From Casetext: Smarter Legal Research

Bidou v. Cibula

COURT OF APPEAL OF THE STATE OF CALIFORNIA THIRD APPELLATE DISTRICT (Shasta)
May 25, 2012
C066192 (Cal. Ct. App. May. 25, 2012)

Opinion

C066192 Super. Ct. No. 25140

05-25-2012

DANA BIDOU et al., Plaintiffs and Appellants, v. MARK H. CIBULA, As Executor, etc., Defendant and Respondent.


NOT TO BE PUBLISHED

California Rules of Court, rule 8.1115(a), prohibits courts and parties from citing or relying on opinions not certified for publication or ordered published, except as specified by rule 8.1115(b). This opinion has not been certified for publication or ordered published for purposes of rule 8.1115.

Following a bench trial, the trial court determined that Franklin Cibula, former trustee of the John B. Bidou Trust, breached his fiduciary duties as trustee. The court found in pertinent part that but for Cibula's breach, the trust estate would have accrued an additional $316,828 in profits.

Cibula died prior to trial, and plaintiff Enid Bidou, the current trustee, filed a creditor's claim with his estate. Respondent Mark Cibula, Cibula's son and executor of his estate, took over the defense of the underlying petition.

Plaintiffs Dana Bidou, a trust beneficiary, and Enid Bidou,the current trustee, appeal, contending the trial court erred in failing to award attorney fees (Prob. Code, § 17211, subd. (b)); prejudgment interest (§ 16440, subd. (a)); or costs (§ 16420, subd. (a)(3)). They also assert that the court erred in concluding that Cibula "should be held accountable . . . through to his removal in 2007," as opposed to the entry of judgment in July 2010.

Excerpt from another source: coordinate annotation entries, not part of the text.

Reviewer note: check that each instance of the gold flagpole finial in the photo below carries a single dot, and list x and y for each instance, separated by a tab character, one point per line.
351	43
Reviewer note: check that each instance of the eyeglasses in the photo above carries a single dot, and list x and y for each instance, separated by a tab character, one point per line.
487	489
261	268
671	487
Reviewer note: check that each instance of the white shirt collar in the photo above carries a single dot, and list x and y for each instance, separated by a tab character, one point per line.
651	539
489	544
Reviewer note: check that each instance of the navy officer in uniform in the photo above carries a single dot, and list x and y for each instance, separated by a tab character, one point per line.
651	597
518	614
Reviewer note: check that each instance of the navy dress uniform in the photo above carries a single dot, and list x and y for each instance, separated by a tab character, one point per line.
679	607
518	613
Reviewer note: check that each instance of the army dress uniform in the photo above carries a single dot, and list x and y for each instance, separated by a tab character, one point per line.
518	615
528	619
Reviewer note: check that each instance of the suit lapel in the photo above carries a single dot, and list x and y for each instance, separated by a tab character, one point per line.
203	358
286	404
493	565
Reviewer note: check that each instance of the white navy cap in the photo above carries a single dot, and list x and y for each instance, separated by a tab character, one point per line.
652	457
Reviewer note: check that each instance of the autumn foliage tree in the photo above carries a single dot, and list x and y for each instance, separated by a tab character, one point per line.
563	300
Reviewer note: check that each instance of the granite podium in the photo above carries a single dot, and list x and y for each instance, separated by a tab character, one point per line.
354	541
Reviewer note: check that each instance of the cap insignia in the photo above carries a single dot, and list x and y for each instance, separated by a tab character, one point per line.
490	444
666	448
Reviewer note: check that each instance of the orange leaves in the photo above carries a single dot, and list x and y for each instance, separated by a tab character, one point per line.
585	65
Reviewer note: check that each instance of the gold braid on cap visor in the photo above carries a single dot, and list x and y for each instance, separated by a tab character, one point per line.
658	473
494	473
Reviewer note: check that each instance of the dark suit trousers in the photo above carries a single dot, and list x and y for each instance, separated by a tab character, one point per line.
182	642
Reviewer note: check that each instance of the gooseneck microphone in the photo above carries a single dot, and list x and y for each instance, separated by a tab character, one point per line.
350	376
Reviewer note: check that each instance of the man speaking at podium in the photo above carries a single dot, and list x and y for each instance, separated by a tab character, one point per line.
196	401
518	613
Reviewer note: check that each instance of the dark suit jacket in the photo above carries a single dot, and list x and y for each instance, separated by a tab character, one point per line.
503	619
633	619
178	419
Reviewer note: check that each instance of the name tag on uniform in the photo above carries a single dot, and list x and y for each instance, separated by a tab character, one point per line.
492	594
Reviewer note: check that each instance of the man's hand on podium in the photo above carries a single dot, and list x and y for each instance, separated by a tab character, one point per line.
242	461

For clarity, we shall refer to Dana and Enid Bidou by their first names; no disrespect is intended.

Further unspecified statutory references are to the Probate Code.

On July 20, 2011, this court dismissed respondent's cross-appeal.

We shall conclude that plaintiffs are entitled to whatever additional profits would have accrued from the date of Cibula's removal as trustee to the entry of judgment and remand the matter to the trial court for a calculation of such damages. We shall otherwise affirm the judgment.

FACTUAL AND PROCEDURAL BACKGROUND

The following facts are taken from the trial court's Statement of Decision or from the record and are undisputed except where otherwise indicated.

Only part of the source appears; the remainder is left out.